Samsun'daki gösterimin ardından otobüsle Trabzon'a geçtik. Otobüs yol boyunca birçok yerde yolcu aldı veya indirdi. Giresun'da otobüse binenler arasında anneleri ile yolculuk yapan iki çocuk da vardı. Biraz gürültü yaptıkları için otobüse bindiklerinden çabucak haberimiz oldu.

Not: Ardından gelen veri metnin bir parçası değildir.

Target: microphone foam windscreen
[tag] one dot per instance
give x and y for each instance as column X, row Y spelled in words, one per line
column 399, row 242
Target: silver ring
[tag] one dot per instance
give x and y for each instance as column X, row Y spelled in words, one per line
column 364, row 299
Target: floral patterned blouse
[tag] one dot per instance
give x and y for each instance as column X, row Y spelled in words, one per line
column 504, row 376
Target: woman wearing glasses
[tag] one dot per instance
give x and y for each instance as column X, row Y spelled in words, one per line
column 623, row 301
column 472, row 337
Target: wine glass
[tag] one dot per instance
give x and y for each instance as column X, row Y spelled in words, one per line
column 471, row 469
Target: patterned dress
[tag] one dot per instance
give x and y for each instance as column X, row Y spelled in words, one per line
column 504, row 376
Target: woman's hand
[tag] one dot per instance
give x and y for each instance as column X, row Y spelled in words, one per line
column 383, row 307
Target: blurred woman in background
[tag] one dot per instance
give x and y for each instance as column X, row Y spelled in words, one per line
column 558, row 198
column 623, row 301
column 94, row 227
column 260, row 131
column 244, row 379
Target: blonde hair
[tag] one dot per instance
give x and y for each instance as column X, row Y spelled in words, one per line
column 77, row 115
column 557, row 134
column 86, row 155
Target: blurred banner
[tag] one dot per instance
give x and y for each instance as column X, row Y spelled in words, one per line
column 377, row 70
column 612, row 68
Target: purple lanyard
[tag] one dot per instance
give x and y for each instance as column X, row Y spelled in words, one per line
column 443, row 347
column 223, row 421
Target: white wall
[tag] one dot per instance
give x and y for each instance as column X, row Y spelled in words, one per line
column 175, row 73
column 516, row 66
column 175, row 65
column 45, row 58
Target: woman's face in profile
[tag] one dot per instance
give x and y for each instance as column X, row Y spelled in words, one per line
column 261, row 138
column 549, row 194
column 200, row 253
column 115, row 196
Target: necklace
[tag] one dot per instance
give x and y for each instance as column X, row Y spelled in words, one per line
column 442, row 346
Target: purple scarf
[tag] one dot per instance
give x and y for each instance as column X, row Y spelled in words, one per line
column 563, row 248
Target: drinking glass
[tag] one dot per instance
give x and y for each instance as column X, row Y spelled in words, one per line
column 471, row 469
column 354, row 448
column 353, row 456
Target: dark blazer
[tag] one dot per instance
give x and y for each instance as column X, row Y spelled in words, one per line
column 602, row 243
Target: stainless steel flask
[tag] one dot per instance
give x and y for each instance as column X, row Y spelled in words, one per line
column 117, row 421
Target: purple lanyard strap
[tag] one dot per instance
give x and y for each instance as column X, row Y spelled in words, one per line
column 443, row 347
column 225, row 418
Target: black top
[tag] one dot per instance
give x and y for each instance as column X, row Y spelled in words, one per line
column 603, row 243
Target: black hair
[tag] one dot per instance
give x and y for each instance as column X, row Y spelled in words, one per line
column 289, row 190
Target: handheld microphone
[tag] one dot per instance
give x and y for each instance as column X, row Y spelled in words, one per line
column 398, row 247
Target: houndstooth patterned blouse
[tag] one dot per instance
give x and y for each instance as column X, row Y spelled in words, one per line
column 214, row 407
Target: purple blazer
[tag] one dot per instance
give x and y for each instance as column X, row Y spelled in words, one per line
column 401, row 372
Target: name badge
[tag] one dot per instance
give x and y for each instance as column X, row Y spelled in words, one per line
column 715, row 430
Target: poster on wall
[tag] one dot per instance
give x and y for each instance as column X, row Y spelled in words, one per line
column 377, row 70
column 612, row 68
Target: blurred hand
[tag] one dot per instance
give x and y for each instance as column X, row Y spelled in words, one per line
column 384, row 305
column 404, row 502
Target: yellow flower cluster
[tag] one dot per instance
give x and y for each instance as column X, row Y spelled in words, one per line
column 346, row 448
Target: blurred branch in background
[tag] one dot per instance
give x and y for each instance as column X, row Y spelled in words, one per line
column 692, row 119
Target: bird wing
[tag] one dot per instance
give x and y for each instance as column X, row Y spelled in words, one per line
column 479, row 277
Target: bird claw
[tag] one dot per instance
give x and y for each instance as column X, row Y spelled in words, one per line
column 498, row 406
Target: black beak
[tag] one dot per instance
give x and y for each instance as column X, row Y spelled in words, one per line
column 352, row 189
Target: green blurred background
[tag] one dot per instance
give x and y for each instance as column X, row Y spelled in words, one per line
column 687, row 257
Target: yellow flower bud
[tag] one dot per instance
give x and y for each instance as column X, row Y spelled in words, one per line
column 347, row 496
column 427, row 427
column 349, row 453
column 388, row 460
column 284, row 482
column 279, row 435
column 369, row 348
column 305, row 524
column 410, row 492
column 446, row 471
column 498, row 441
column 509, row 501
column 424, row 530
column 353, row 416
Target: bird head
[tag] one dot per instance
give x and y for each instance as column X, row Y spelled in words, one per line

Anneleri otobüse biner binmez evdekilere telefon ederek bindiklerini haber verdi. Çocukların daha büyük olanı tahminen beş yaşlarındaydı ve anlaşılan cep telefonuyla konuşmaya alışıktı. Hemen atıldı ve annesi duraksamadan telefonu ona verdi. Oğlan, yaşının verdiği rahatlıkla ve olanca içtenliğiyle yüksek sesle konuşmaya başladı. Anlaşılan dedesiyle konuşuyordu. Ona birkaç kere, "Sigara içme dede! Sigara içme!" diye bağırdı.
Sevinenler
Geçen Pazar kapalı mekânlarda sigara vb. tütün ürünlerinin kullanılması yasaklandı. Bu yasağa en çok sevinenlerin başında çocukların geldiğine hiç kuşku yok. Son yıllarda anne babalarına sigarayı bırakması için sürekli baskı yapan ve bazıları başarılı olan epey çocukla tanıştığım için buna eminim. Çocukları ciddiye alan, çocuk haklarını önemseyen herkesin kapalı mekânlarda sigara yasağını destekleyeceğini ve çocukların sigaradan uzak kalabilmesi için ellerinden geleni yapacaklarını umuyorum.
Üzülenler
Bu yasak, sigaradan para kazananları hiç memnun etmedi. Sigara bağımlılığının odağında yer alan ve inanılması zor düzeyde kamusal zararı, inanılması zor düzeyde kârı kendi ceplerine indirerek gerçekleştirmeyi başaran sigara üreticilerinin, bu gibi yasaklardan ne kadar rahatsız olduğunu tahmin etmek hiç zor değil.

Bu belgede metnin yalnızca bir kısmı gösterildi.